Dmitry Terentyev ^*, Zuzana Kubalova , Giorgia Valle , Alessandra Nori , Srikanth Vedamoorthyrao ^*, Radmila Terentyeva ^*, Serge Viatchenko-Karpinski ^*, Donald M. Bers , Simon C. Williams ^¶, Pompeo Volpe  and Sandor Gyorke ^*

^* The Ohio State University Medical Center, Department of Physiology, Dorothy M. Davis Heart and Lung Research Institute, Columbus, Ohio; Institute of Molecular Physiology and Genetics, Slovak Academy of Sciences, Bratislava, Slovak Republic; University of Padova, Padua, Italy; Loyola University Chicago, Maywood, Illinois; and ^¶ Texas Tech University, Lubbock, Texas

Correspondence: Address reprint requests to Sandor Gyorke, PhD, Professor of Physiology and Cell Biology, Associate Director Dorothy M. Davis Heart and Lung Research Institute, The Ohio State University, 473 West 12th Ave., Columbus, OH 43210-1252. E-mail: sandor.gyorke{at}osumc.edu.
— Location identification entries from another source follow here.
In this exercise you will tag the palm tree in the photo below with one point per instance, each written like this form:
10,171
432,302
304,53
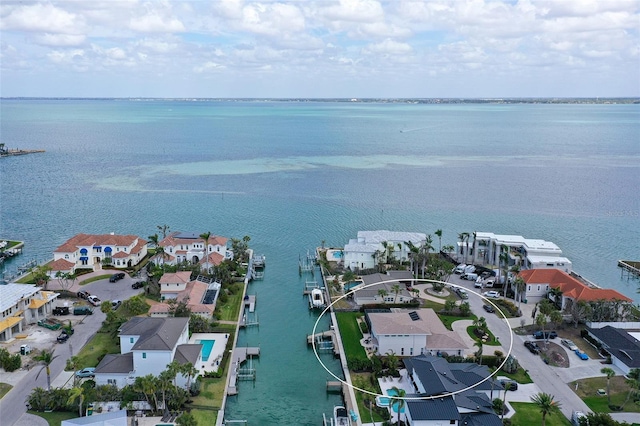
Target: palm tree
439,235
609,372
205,236
398,398
77,393
545,403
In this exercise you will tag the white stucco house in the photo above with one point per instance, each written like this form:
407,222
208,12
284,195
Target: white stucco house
87,251
21,305
147,346
407,332
199,294
190,247
485,248
360,253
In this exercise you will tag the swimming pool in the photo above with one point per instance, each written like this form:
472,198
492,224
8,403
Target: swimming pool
207,347
383,401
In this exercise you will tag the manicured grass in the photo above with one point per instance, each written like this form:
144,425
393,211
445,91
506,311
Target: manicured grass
587,390
351,334
99,345
528,414
4,389
55,417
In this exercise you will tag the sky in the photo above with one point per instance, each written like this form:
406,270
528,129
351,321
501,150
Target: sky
320,49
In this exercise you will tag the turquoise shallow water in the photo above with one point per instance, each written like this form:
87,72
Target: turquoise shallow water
291,175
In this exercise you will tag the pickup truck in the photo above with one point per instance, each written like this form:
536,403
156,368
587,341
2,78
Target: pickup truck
50,323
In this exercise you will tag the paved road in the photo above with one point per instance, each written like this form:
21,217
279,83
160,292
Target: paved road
13,404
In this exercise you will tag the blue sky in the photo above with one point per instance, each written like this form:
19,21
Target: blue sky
341,48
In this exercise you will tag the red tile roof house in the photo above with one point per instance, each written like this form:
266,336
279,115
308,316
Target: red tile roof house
189,247
199,295
86,251
540,281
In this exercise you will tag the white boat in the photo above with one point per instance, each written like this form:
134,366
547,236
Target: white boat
340,416
316,298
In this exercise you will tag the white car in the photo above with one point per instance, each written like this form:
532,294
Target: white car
568,343
492,294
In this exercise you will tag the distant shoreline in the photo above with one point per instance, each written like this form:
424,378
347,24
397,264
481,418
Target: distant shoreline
432,101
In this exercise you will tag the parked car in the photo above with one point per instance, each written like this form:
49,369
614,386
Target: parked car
61,310
86,372
581,355
82,310
492,294
532,346
137,285
116,277
63,337
545,335
488,308
568,343
512,384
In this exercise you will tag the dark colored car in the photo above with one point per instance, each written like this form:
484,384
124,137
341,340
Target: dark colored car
545,335
488,308
61,310
116,277
137,284
532,346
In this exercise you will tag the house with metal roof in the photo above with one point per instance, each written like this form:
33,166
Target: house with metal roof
410,332
21,305
623,347
450,393
147,346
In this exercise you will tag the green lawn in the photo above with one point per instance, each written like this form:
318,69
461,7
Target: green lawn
527,414
351,334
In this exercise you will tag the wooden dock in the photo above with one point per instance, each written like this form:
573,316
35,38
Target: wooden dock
630,267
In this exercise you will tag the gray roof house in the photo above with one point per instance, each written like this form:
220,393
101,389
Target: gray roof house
623,347
147,346
435,379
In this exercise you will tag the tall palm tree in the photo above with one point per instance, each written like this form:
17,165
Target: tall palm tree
439,235
609,372
545,403
205,236
46,358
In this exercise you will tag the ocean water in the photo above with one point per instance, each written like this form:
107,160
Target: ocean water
293,174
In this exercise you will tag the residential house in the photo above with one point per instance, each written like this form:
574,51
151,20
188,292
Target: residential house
485,248
411,332
452,393
540,281
362,252
200,295
147,346
622,345
190,247
381,288
86,251
21,305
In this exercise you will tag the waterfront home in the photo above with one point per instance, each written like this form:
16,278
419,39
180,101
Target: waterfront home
485,248
540,281
147,346
190,247
381,288
200,295
21,305
622,345
407,332
86,251
364,251
432,376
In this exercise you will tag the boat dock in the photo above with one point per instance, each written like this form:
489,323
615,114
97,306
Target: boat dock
629,267
237,372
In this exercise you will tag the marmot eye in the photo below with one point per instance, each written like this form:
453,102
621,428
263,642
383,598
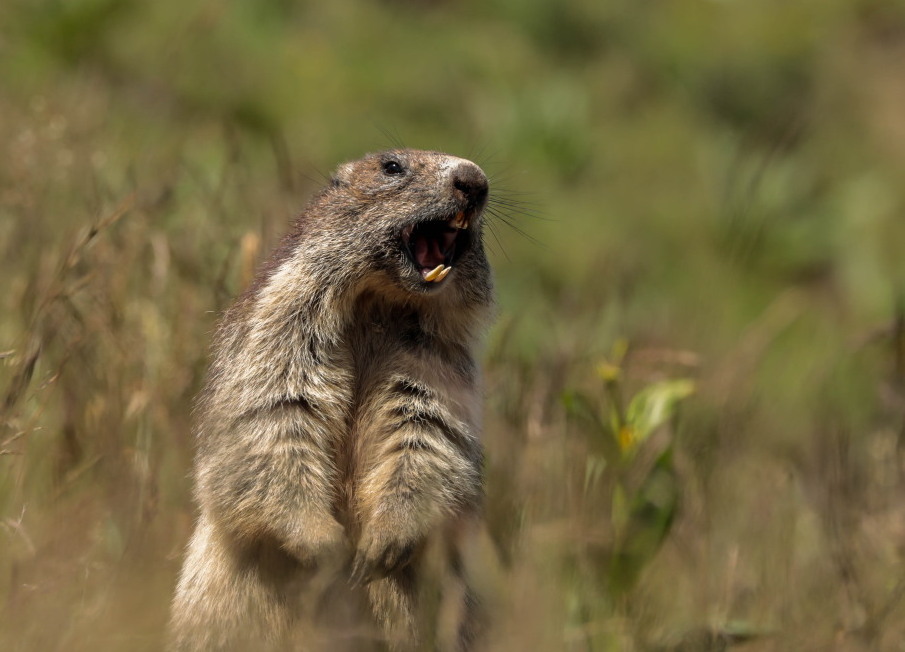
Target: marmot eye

Cardiac calsequestrin (CASQ2) is an intrasarcoplasmic reticulum (SR) low-affinity Ca-binding protein, with mutations that are associated with catecholamine-induced polymorphic ventricular tachycardia (CPVT). To better understand how CASQ2 mutants cause CPVT, we expressed two CPVT-linked CASQ2 mutants, a truncated protein (at G112+5X, CASQ2^DEL) or CASQ2 containing a point mutation (CASQ2^R33Q), in canine ventricular myocytes and assessed their effects on Ca handling. We also measured CASQ2-CASQ2 variant interactions using fluorescence resonance transfer in a heterologous expression system, and evaluated CASQ2 interaction with triadin. We found that expression of CASQ2^DEL or CASQ2^R33Q altered myocyte Ca signaling through two different mechanisms. Overexpressing CASQ2^DEL disrupted the CASQ2 polymerization required for high capacity Ca binding, whereas CASQ2^R33Q compromised the ability of CASQ2 to control ryanodine receptor (RyR2) channel activity. Despite profound differences in SR Ca buffering strengths, local Ca release terminated at the same free luminal [Ca] in control cells, cells overexpressing wild-type CASQ2 and CASQ2^DEL-expressing myocytes, suggesting that a decline in [Ca]_SR is a signal for RyR2 closure. Importantly, disrupting interactions between the RyR2 channel and CASQ2 by expressing CASQ2^R33Q markedly lowered the [Ca]_SR threshold for Ca release termination. We conclude that CASQ2 in the SR determines the magnitude and duration of Ca release from each SR terminal by providing both a local source of releasable Ca and by effects on luminal Ca-dependent RyR2 gating. Furthermore, two CPVT-inducing CASQ2 mutations, which cause mechanistically different defects in CASQ2 and RyR2 function, lead to increased diastolic SR Ca release events and exhibit a similar CPVT disease phenotype.